29 avril 2023, Retour en Martinique, St Pierre

Quelques heures de navigation, du sud de la Dominique au nord de la Martinique.
A nouveau, nous voici dans les eaux françaises.
Et bientôt, ancrés dans la baie de Saint Pierre, devant un modeste bourg dont il est difficile d’imaginer le prestige d’autrefois ; Saint Pierre, la plus grande ville de l’île, appelée  avec pompe «Le petit Paris des Antilles », « la Venise des Tropiques »…

Fondée en 1635 à l’aide de 150 colons, la ville se développe vite grâce aux cultures du tabac, café, cacao, canne à sucre, jusqu’à devenir un rouage essentiel du fameux commerce triangulaire, Europe, Antilles, Amérique.
Une ville riche qui, bientôt, phénomène rare, peut se permettre le luxe de la pierre…
Fort, batteries, magasins portuaires, églises, couvent des Ursulines, palais du gouverneur, prisons, bourse du commerce fleurissent au cours des ans, couronné par un théâtre de 800 places, bâti en 1786 sur le modèle de celui de Bordeaux.
La ville, de plus en plus prospère, devient rapidement le centre économique et culturel des Antilles.
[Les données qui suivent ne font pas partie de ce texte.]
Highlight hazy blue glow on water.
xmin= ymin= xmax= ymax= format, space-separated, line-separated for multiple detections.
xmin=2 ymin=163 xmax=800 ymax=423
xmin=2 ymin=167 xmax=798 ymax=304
Le théâtre est tout particulièrement emblématique de cette vie sociale et mondaine, recevant des hôtes de marque, présentant des spectacles venus d’Europe, témoignant de l’évolution de la mentalité des colonies.
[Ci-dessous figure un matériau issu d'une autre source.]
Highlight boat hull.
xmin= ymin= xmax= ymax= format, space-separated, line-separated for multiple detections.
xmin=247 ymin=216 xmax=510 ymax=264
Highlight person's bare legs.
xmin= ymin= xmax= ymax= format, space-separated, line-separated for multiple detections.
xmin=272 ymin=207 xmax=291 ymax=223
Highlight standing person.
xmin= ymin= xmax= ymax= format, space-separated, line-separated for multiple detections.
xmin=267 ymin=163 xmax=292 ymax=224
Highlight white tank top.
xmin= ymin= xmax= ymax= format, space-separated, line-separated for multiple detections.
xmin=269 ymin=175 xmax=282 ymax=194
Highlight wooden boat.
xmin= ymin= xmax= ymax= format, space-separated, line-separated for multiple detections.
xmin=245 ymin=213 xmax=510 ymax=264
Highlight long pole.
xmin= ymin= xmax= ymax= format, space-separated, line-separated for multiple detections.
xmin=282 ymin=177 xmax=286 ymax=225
Mais, comme dans un conte, celui qui a trop reçu peut dans l’instant tout perdre….
Fragilité de tout équilibre de bonheur.
Plusieurs fois, des cyclones dévastateurs, des vagues tsunami, des colères de la Montagne Pelée toute proche, ont ébranlé cette belle assurance. Ainsi, le théâtre, très endommagé par un cyclone en 1891, venait seulement d’être remis en état en 1900, à la veille du drame qui emporta la ville et ses 28 000 habitants le 8 mai 1902…

St Pierre n’est pas Pompéi, mais la tragédie qui s’y est déroulée laisse en proie aux mêmes émotions, aux mêmes interrogations….
Pour quelles raisons, alors que depuis un mois, les signes annonciateurs d’une éruption volcanique s’accumulaient, pour qu’elles raisons  les responsables de la cité n’ont-ils pas décidé une évacuation générale ?… Comment l’homme peut-il être aussi aveugle, aussi attaché à des intérêts secondaires ? Comment peut-on décider de bâtir à nouveau une nouvelle cité, sur l’emplacement des ruines de la précédente ?  La peur du toujours possible ne suffit-elle donc pas à dissuader ? L’expérience est de fait impuissante à protéger ? L’être humain est habité de résignation ? Fondamentalement fataliste ?
Ou bien existe-t-il une fascination pour la menace du danger qui nous dépasse ?…

Sentiment de malaise…
Une ville que je ne pourrais habiter, mi- construite, mi détruite, qui vit dans le souvenir de cette tragédie de 1902, une ville sans insouciance possible, entravée dans sa force de vie par la mémoire entretenue du danger, qui, sournois, peut sans prévenir répéter les cauchemars des siècles passés…
Étrange impression que de monter les marches de l’escalier du théâtre, de pénétrer dans un jeu de l’oie de pierres noires en ruine, de contempler la rade en songeant aux dizaines de navires dont les épaves achèvent de rouiller à quelques mètres du rivage…

Heureuse de retrouver le pont du bateau, d’où la vue sur la montagne pelée, aux contours si harmonieux, impressionne.